KELLY MCEVERS, HOST:
It's in the name Old Faithful, the geyser in Yellowstone National Park that blows over a hundred feet in the air every 90 minutes or so. It's enchanted millions of visitors for generations.
ROBERT SIEGEL, HOST:
Geophysicist Robert Smith has been mesmerized for 61 years, since before he started college. And he has long wondered something.
ROBERT SMITH: What people really did not understand - and we didn't of course - is where is the reservoir that holds the water, the steam, the gas that fuels Old Faithful.
SIEGEL: Well, he has now coauthored a study that appears in Geophysical Research Letters based on research that he did with his team.
SMITH: We put out seismographs on the ground, up to 150 or so. And we record the - just the natural ground vibrations.
MCEVERS: From those, they created an image of what's below the surface - a reservoir that fills up with gases and water. Smith says picture something in your kitchen.

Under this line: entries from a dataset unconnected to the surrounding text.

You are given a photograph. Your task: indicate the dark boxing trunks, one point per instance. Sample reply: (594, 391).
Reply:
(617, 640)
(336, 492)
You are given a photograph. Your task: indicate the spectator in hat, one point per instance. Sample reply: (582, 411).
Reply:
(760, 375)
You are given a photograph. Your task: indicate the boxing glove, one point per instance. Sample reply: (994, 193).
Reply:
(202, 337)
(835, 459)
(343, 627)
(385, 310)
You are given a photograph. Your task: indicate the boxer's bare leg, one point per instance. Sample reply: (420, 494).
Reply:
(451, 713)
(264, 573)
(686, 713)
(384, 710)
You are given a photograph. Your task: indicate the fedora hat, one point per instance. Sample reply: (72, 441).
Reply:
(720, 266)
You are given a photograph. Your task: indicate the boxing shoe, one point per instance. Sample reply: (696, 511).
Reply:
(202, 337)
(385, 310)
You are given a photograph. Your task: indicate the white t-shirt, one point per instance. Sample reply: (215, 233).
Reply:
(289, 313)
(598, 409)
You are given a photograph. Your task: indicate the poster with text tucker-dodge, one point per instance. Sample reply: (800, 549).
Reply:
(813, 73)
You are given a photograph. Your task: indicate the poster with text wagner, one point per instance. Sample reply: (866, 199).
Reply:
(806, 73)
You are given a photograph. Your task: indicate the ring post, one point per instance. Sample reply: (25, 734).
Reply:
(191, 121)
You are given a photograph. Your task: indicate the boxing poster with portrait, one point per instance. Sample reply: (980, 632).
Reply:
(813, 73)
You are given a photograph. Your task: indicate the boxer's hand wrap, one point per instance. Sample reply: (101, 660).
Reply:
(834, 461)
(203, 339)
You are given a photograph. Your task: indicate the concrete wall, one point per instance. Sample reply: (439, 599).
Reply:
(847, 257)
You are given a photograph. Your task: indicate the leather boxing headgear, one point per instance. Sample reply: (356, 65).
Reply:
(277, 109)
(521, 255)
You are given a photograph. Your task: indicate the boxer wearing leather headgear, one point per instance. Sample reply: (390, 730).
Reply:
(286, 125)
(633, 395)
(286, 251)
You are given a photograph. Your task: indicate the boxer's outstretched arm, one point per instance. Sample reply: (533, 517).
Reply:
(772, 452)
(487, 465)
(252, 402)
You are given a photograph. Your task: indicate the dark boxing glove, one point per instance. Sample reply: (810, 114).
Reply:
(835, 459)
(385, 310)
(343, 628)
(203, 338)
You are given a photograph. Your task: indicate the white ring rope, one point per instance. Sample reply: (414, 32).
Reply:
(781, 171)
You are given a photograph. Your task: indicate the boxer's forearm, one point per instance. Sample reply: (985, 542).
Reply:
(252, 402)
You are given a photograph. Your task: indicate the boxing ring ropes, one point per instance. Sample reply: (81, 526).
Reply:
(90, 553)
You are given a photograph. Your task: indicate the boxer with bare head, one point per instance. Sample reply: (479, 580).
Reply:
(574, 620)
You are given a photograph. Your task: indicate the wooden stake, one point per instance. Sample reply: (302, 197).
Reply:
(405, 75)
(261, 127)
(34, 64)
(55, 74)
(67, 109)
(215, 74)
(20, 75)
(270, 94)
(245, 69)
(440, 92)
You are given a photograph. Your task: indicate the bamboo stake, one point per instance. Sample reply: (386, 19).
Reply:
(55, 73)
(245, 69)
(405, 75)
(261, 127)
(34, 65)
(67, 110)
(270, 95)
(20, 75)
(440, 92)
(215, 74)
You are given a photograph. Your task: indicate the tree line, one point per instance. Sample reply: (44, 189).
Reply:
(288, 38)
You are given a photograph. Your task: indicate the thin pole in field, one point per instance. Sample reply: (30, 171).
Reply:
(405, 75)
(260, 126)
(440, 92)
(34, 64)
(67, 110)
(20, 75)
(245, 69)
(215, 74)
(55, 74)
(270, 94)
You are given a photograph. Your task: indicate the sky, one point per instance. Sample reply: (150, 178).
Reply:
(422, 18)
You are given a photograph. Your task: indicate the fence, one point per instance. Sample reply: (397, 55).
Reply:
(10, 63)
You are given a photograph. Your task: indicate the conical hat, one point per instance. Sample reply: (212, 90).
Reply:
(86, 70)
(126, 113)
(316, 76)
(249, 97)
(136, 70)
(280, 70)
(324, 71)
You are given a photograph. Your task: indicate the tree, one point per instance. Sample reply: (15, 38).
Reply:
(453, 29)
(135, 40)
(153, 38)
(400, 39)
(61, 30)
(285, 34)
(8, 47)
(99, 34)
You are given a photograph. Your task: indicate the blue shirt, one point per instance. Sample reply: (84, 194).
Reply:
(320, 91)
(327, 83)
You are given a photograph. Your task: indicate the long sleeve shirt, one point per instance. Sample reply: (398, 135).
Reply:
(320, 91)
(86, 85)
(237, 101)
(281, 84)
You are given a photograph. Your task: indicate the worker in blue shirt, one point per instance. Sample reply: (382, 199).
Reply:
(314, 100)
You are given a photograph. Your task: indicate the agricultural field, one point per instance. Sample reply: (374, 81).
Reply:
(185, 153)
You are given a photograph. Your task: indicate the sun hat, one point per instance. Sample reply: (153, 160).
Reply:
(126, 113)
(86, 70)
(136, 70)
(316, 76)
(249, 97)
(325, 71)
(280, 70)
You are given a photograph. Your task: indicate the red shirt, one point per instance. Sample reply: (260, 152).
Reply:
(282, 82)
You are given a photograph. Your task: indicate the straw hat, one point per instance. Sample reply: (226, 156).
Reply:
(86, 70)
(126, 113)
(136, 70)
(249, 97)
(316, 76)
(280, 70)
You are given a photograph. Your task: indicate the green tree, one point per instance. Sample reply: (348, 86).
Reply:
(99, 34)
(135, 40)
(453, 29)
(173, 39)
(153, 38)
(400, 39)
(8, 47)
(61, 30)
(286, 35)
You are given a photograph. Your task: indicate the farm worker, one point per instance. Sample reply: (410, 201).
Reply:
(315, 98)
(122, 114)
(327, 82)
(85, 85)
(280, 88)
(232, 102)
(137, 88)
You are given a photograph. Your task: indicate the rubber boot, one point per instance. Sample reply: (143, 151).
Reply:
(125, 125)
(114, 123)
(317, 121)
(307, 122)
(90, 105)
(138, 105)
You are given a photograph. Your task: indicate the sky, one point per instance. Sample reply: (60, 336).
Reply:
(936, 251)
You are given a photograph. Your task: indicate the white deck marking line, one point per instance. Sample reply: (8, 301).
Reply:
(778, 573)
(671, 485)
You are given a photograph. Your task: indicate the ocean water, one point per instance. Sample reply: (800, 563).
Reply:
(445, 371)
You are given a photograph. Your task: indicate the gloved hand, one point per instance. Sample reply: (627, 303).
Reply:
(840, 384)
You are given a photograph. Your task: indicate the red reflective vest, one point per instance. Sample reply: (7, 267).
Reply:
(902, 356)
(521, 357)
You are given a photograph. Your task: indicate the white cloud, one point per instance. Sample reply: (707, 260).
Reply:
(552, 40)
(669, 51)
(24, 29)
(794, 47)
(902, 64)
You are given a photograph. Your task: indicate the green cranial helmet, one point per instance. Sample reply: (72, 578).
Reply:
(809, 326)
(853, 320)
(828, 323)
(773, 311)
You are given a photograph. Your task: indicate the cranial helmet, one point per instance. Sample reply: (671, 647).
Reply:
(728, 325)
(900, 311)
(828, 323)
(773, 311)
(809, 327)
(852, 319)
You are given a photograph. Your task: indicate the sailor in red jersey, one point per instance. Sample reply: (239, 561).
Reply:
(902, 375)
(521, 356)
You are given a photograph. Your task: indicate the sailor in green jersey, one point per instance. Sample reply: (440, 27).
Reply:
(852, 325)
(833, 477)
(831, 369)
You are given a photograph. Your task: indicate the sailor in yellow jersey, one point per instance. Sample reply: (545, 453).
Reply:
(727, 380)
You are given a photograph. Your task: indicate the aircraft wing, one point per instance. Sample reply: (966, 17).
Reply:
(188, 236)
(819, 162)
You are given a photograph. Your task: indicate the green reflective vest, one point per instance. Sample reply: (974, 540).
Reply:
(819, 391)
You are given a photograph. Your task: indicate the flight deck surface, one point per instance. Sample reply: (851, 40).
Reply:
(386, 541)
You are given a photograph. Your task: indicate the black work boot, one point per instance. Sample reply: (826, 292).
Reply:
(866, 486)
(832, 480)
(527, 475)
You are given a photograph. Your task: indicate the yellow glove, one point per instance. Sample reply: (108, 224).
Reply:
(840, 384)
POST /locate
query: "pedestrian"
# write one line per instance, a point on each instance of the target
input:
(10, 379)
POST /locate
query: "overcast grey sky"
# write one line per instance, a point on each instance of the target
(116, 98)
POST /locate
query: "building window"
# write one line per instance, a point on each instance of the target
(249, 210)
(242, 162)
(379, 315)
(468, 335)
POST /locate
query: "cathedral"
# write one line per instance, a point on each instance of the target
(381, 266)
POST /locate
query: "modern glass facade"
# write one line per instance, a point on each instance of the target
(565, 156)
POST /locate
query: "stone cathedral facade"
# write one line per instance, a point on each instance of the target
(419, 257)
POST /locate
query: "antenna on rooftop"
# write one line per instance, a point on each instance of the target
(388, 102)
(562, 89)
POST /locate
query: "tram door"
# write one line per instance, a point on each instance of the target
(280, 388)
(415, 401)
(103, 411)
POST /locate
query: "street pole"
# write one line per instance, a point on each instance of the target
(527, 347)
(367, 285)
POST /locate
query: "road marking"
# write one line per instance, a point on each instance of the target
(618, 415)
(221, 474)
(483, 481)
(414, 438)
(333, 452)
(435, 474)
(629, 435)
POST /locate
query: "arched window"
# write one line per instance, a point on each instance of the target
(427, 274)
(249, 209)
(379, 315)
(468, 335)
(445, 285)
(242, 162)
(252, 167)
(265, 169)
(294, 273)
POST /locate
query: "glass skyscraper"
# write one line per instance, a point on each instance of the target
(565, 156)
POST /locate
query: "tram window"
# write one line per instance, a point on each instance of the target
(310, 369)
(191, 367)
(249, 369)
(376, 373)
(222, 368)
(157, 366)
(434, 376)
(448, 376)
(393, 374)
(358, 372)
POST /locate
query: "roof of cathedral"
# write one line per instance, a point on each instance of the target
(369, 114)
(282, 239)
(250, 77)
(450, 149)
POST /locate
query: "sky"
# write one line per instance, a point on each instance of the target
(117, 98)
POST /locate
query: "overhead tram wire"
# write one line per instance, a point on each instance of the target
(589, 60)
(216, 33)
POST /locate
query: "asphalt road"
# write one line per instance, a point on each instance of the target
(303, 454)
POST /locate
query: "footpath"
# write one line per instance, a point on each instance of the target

SMITH: You fill a teakettle up with cold water and put it on the stove. And as the teakettle heats, it takes so many minutes. And then finally, when the pressure from the steam and hot water is big enough, it pops open the teakettle nozzle, if you wish, and out comes the steam.
SIEGEL: In Old Faithful's case, it takes about 90 minutes to refill, and then it blows. Sixty-one years after first spending a summer study in Yellowstone's tributaries, Robert Smith still loves the thrill of discovery.
SMITH: You know, a lot of the public thinks about geology as boring, billion-year-old rocks. Well, Yellowstone is anything but.
MCEVERS: That's geophysicist Robert Smith.